Il y a, dans le cynisme de ce slo­gan, une inten­si­té et une inno­cence d’un genre abso­lu­ment nou­veau, même s’il a vrai­sem­bla­ble­ment mis long­temps à mûrir pen­dant ces dix der­nières années (plus rapi­de­ment en Ita­lie). Dans son laco­nisme de phé­no­mène qui s’est révé­lé d’un coup à notre conscience, il nous déclare d’une façon com­plète et défi­ni­tive que les nou­veaux indus­triels et les nou­veaux tech­ni­ciens sont com­plè­te­ment laïques, d’une laï­ci­té qui ne se mesure plus avec la reli­gion. Cette laï­ci­té est une « valeur nou­velle » née dans l’entropie bour­geoise où la reli­gion conçue comme auto­ri­té et forme de pou­voir dépé­rit ; elle ne sur­vit que dans la mesure où elle demeure un pro­duit natu­rel d’énorme consom­ma­tion et une forme folk­lo­rique encore exploitable.

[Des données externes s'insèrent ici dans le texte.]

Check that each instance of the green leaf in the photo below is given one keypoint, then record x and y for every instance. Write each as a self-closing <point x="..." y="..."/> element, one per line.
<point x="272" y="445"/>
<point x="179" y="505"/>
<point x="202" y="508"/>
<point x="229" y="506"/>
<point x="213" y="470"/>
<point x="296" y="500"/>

Mais l’intérêt de ce slo­gan n’est pas pure­ment néga­tif, il ne sou­ligne pas uni­que­ment la nou­velle moda­li­té selon laquelle l’Église est bru­ta­le­ment remise à la place qu’elle tient vrai­ment dans la vie ; il est aus­si posi­tif, parce qu’il met en lumière la pos­si­bi­li­té impré­vue de don­ner un sens idéo­lo­gique, et donc de rendre expres­sif, le lan­gage du slo­gan et, pro­ba­ble­ment, celui du monde tech­no­lo­gique. L’esprit blas­phé­ma­teur de ce slo­gan ne se borne pas à être apo­dic­tique, ne se limite pas à une pure obser­va­tion qui fixe l’expressivité en pure com­mu­ni­ca­tion ; c’est quelque chose de plus qu’une trou­vaille sans pré­ju­gés (dont le modèle serait l’anglo-saxon « Jésus-Chris ! Super­star ») : tout au contraire, il se prête à une inter­pré­ta­tion qui ne peut être qu’infinie ; il conserve donc dans le slo­gan les carac­tères idéo­lo­giques et esthé­tiques de l’expressivité. Cela signi­fie — peut-être — que le futur, qui à nous — reli­gieux et huma­nistes — appa­raît comme fixa­tion et mort, sera, d’une façon nou­velle, his­toire ; que l’exigence de com­mu­ni­ca­ti­vi­té pure de la pro­duc­tion sera de quelque façon contre­dite. Car le slo­gan de ces jeans ne se contente pas de sou­li­gner la néces­si­té de la consom­ma­tion ; il se pré­sente tout à fait comme la Némé­sis — même incons­ciente — qui punit l’Église pour son pacte avec le diable. Cette fois, le rédac­teur de l’Osservatore est bel et bien sans défense et impuis­sant : même si d’aventure la magis­tra­ture et les flics, mis sou­dain chré­tien­ne­ment en mou­ve­ment, réus­sissent à arra­cher des murs de notre pays cette affiche et son slo­gan, il s’agit d’ores et déjà d’un fait irré­ver­sible, encore que peut-être anti­ci­pé. Il est por­teur de l’esprit nou­veau de la seconde révo­lu­tion indus­trielle et de la muta­tion des valeurs qui en découle.

17 mai 1973

Cor­riere del­la sera, 17.05.1973 (sous le litre de : « Le slo­gan fou des jeans Jésus »).

P. P. Paso­li­ni, Écrits cor­saires, Paris, Flam­ma­rion, 1976, pp. 34 – 40.